You’ve never worked with Nicole or Russell – and, surprisingly, they’ve never worked with each other. But did you all know each other already from the fact that you’re all Australians working in Hollywood?
It’s not wrong to think that we all have each other on speed dial. I’d met Russell a few times at events and things and I’d met Nicole on a couple of occasions and I’d nearly worked with both of them. But actually the person I knew the most was Lucas.
I’d been directed by his father [Peter Hedges] in [the 2012 dramedy] “The Odd Life of Timothy Green.” Lucas was 12 at the time and he would come visit and play basketball with us. He’d just gotten his first acting job on “Moonrise Kingdom” and I wrote him a note congratulating him with a little P.S. saying, “By the way, you little upstart, don’t grow up and start stealing my jobs.”
With Nicole and Russell, I was actually concerned about the one-two punch of them because they were Australian and I was Australian and the story was very American. But when I met with Garrard, I asked him to send me some family photographs and when I saw his father, I was like, “Oh my God, it’s Russell Crowe.” And Garrard’s mother is this translucent peroxide blond and I just pictured Nicole.
I felt strangely like some sort of acting cupid that I finally put those two people together. But given their friendship and history, it was like they were already married when they turned up on the set.
You’ve talked about how, with this movie, you don’t want to just be preaching to the converted. In this polarized climate we’re in, what is your hope for getting the film seen by people who might hold different beliefs about homosexuality?
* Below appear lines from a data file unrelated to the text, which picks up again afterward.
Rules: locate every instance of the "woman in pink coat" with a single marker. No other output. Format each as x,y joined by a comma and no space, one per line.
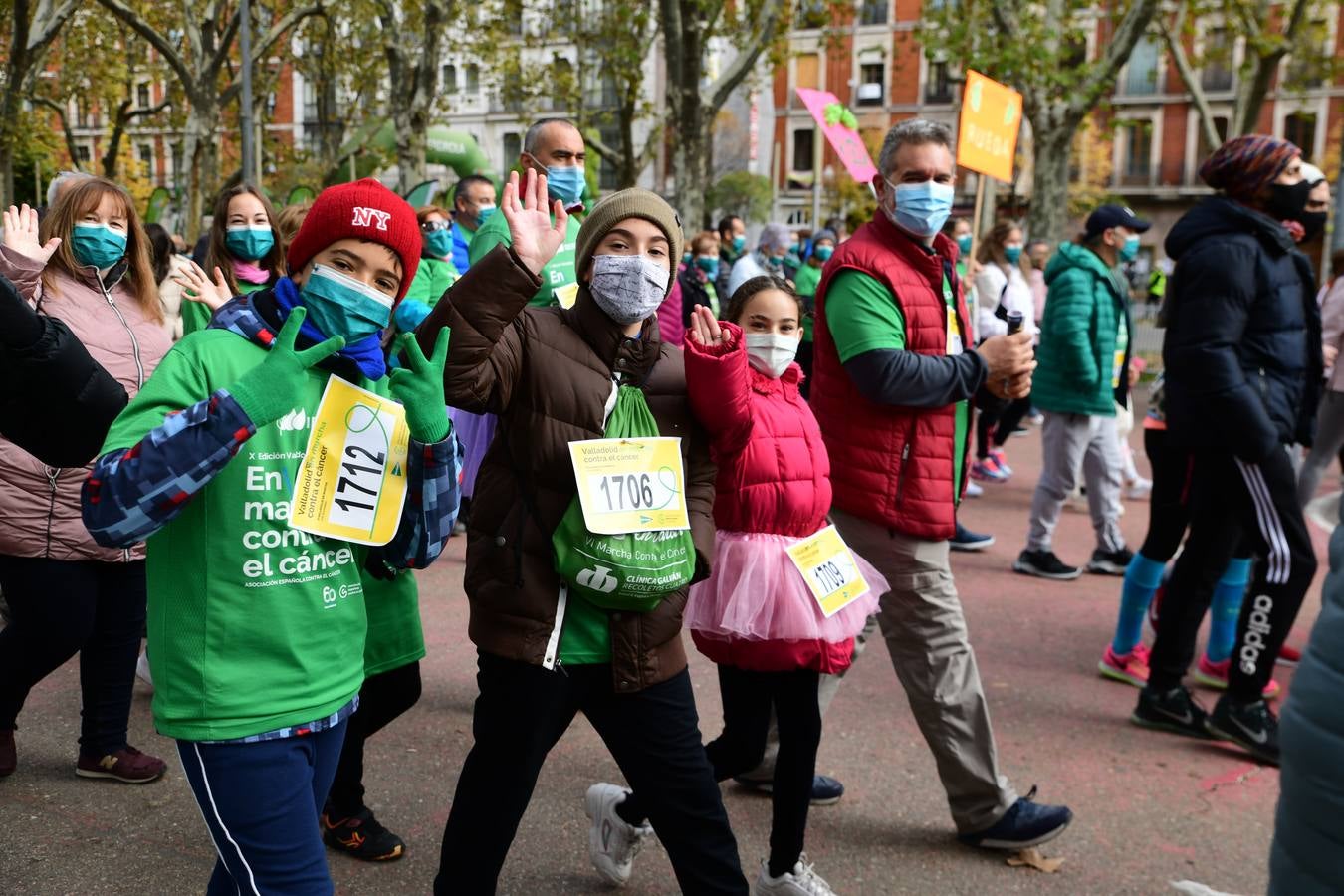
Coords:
755,615
88,265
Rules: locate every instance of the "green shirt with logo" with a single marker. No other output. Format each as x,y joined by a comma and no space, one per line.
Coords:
253,625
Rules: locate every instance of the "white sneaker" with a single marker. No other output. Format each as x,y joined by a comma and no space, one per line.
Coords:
1139,491
613,844
142,670
801,881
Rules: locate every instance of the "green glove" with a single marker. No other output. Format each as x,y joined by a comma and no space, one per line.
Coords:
419,388
266,392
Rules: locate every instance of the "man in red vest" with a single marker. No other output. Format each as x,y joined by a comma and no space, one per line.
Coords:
893,381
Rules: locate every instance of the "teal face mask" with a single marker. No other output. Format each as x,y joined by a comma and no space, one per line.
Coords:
440,242
97,245
340,305
249,243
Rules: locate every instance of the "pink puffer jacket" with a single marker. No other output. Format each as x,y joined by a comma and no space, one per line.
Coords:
39,504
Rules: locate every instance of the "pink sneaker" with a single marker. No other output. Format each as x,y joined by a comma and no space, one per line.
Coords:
1131,669
1214,675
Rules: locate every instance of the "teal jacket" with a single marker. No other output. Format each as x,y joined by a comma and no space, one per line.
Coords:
1078,335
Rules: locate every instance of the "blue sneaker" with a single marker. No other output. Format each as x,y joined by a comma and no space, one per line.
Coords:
825,790
1025,823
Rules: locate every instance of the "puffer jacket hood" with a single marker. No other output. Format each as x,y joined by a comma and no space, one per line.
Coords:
39,504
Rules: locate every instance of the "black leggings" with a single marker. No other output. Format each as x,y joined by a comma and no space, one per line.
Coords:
61,607
1236,504
382,699
748,699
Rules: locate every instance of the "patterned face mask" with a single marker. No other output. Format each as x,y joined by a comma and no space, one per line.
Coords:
628,288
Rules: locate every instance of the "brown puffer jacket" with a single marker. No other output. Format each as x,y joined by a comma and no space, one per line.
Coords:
548,372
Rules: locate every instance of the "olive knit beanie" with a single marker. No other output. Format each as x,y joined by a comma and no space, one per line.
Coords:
614,208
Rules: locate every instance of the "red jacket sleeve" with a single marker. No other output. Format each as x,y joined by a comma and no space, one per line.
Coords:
718,381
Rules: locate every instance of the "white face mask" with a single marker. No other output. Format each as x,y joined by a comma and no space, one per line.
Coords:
772,352
628,288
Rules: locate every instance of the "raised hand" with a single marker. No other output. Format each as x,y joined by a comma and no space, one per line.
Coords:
705,328
198,288
419,388
535,238
20,234
266,391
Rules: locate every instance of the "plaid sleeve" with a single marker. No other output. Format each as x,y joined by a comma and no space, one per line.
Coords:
433,493
134,492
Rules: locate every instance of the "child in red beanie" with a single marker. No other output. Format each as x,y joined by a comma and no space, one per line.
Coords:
257,629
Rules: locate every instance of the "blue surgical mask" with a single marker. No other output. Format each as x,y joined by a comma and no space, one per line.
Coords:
340,305
249,243
564,183
921,208
97,245
440,242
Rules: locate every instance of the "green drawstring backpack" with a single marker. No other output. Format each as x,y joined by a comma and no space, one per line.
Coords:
632,571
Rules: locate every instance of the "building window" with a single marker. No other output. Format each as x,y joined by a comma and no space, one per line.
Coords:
938,84
1218,66
1139,154
1300,130
1202,149
872,12
871,84
1141,69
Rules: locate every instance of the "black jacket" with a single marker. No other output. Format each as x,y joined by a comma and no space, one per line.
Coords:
56,402
1242,350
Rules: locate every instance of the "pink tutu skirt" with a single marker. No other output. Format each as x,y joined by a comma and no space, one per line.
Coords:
756,594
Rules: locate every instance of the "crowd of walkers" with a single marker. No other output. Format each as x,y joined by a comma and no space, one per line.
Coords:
816,391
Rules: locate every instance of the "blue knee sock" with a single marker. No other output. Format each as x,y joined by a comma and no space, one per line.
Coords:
1226,608
1141,580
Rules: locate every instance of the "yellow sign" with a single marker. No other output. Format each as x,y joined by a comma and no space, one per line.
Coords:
630,485
829,569
991,117
351,484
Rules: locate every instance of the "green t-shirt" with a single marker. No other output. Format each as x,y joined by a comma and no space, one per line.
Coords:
253,625
863,318
196,315
395,635
806,281
558,274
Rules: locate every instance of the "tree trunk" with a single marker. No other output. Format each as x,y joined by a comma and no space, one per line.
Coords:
1048,215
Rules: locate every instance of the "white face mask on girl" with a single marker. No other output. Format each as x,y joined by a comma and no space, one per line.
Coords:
628,288
772,352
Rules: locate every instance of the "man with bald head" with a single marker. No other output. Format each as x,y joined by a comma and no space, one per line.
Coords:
552,146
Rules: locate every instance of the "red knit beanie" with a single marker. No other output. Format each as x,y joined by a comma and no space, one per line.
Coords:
361,210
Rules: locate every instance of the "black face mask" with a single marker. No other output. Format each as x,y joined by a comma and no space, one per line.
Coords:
1287,202
1313,222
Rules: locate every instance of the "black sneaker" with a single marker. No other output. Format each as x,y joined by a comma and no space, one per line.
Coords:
1250,726
1044,564
1110,561
1174,711
968,541
360,835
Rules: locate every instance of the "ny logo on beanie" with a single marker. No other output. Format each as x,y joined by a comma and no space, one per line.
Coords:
367,218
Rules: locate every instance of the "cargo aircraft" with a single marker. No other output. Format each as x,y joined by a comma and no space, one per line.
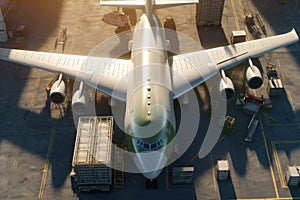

There’s purposefully a certain gentle patina to the movie that keeps us able, I think, to share it with Christian groups. This intention of not demonizing anybody extends to not demonizing Garrard’s parents, allowing each individual’s complex belief system to just be a human point of view that butts up against Garrard’s life and his point of view. It’s not us saying, “God’s opinion is wrong.” It’s the interpretation of the Bible that leads to this whole fiasco.
Hopefully there’s enough of a curiosity. I really hope that we can share the film with the non-converted and that the converted who do see it share it around enough that at least people who weren’t aware of conversion therapy can get behind it. There is a big push by The Trevor Project, going state by state trying to dismantle conversion therapy, and they’re having a certain amount of success. But transformation and social change is never that you go three steps forward and [then] you’re never going to go backwards. It’s constantly maintaining the border of progression.
I never considered myself a candidate to try to make something important or presume to be a political voice. But if we can do something, it would be amazing. And hopefully in five years’ time or less, the movie will be like a museum piece.
It’s only early September, but awards talk is already starting to swirl around. Is it hard to tune all that out?
It is, yeah. I used to get a little bit angry about people talking about this stuff before they’d even seen a trailer. I’ve had that experience before as an actor where people lean in and whisper to you, “This is your year, pal.” And you start to buy a ticket to your own myth party and then you feel dirty at the end of the year.
I understand it all. But I kept saying, “Let’s just make a movie that’s as good as we can make it and put it out in the world, and if that happens, cool. But let’s not start patting ourselves on the back just yet.”